Researchers have proved it is possible to create universal blood type organs, decreasing mortality for patients on the waitlist.
The study, performed at the Latner Thoracic Surgery Research Laboratories and UHN’s Ajmera Transplant Centre, has found a viable way to convert universal blood type safely in donor organs intended for transplantation.
“With the current matching system, wait times can be considerably longer for patients who need a transplant depending on their blood type,” explained Dr Marcelo Cypel, Surgical Director of the Ajmera Transplant Centre and the senior author of the study.
The findings were published in Science Translational Medicine.
Universal blood type organs
Blood type is determined by the presence of antigens on the surface of red blood cells – type A blood has the A antigen, B has the B antigen, AB blood has both antigens and universal blood type O has none. Antigens can trigger an immune response if they are foreign to our bodies. It is important to receive the correct blood from donors with the same blood type, or universal blood type O.
Patients on the donor transplant waiting list with universal blood type O wait on average twice as long to receive a lung transplant compared to patients who are type A. This translates into mortality and individuals with universal blood type O have a 20% higher risk of dying.
Dr Aizhou Wang, Scientific Associate at Dr Cypel’s lab and first author of the study, explained, “If you convert all organs to universal blood type O, you can eliminate that barrier completely.”
The experiment
This proof-of-concept study was done at Dr Cypel’s research lab, part of Latner Thoracic Surgery Research Laboratories. The experiment used the Ex Vivo Lung Perfusion (EVLP) System pioneered in Toronto as a platform for the treatment. The EVLP system pumps nourishing fluids through organs, enabling them to be warmed to body temperature so that they can be repaired and improved before transplantation.
Human donor lungs not suitable for transplantation from type A donors were put in the EVLP circuit. One lung was treated with a group of enzymes to clear the antigens from the surface of the organ, whilst the other lung, from the same donor, remained untreated.
The team then tested each of the lungs by adding universal blood type O blood (with high concentrations of anti-A antibodies) to the circuit to simulate an ABO-incompatible transplant. The results demonstrated that the treated lungs were well tolerated whilst the untreated ones showed signs of rejection.
Creating universal organs
The study was successful because of the important interdisciplinary efforts across multiple organisations in Canada, including UHN, University of Toronto, University of British Columbia and the University of Alberta.

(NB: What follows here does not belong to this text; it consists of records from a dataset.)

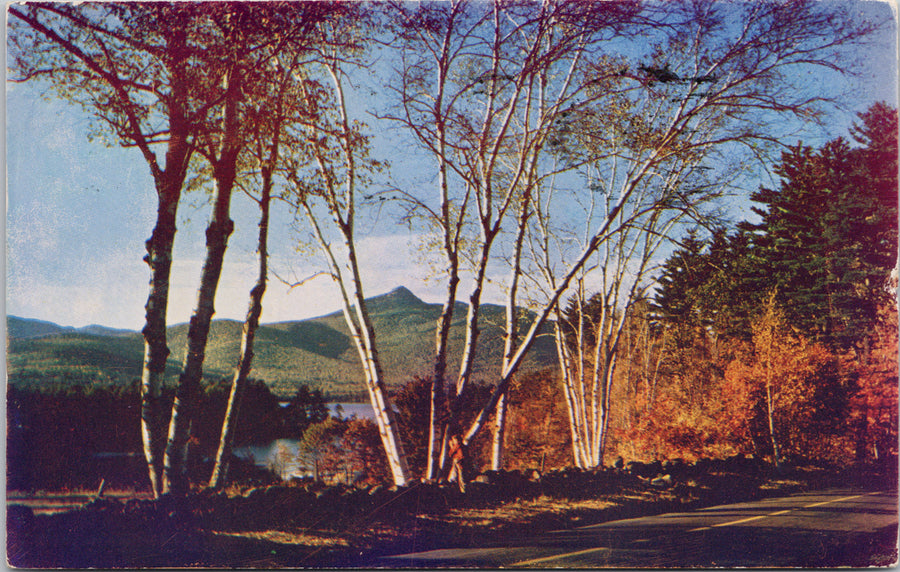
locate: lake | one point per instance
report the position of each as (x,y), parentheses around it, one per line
(280,456)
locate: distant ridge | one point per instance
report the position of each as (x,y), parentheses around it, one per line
(25,328)
(318,352)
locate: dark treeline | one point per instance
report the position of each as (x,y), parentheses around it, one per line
(71,436)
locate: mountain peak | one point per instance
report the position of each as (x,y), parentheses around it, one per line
(398,297)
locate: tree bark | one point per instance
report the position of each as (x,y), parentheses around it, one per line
(217,234)
(248,335)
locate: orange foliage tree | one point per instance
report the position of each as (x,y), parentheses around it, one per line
(874,406)
(785,392)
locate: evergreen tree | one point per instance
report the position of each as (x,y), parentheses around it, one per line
(828,235)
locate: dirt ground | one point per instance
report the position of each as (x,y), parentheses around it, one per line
(313,526)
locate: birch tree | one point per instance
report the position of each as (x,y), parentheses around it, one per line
(132,68)
(327,194)
(268,120)
(713,73)
(249,37)
(480,87)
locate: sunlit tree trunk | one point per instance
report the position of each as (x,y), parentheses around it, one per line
(339,180)
(217,233)
(248,335)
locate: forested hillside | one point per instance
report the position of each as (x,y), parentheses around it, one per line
(316,352)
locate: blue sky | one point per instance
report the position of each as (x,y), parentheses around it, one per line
(78,214)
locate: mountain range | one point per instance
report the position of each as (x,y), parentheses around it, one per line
(318,352)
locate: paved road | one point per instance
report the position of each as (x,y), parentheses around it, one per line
(838,527)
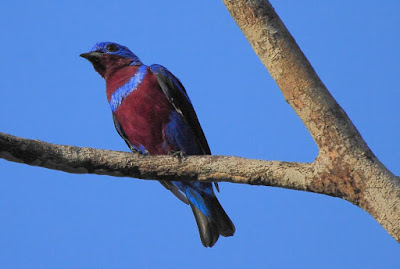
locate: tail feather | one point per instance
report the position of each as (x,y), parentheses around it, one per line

“By exchanging ideas across disciplines and across the country, we became one collaborative effort to tackle an important problem in organ transplantation,” said Dr Wang.
UBC biochemist Dr Stephen Withers and his team found a group of enzymes in 2018, which was key to this first step in creating universal blood type organs. These enzymes were delivered to the lungs in this study using the EVLP circuit.
“Enzymes are Mother Nature’s catalysts, and they carry out particular reactions. This group of enzymes that we found in the human gut can cut sugars from the A and B antigens on red blood cells, converting them into universal type O cells.
“In this experiment, this opened a gateway to create universal blood-type organs,” explained Dr Withers.
“This is a great partnership with UHN and I was amazed to learn about the ex vivo perfusion system and its impact on transplants. It is exciting to see our findings being translated to clinical research,” added Dr Withers.
As the next step, the team of researchers is working on a proposal for a clinical trial for universal blood type organs within the next 12 to 18 months.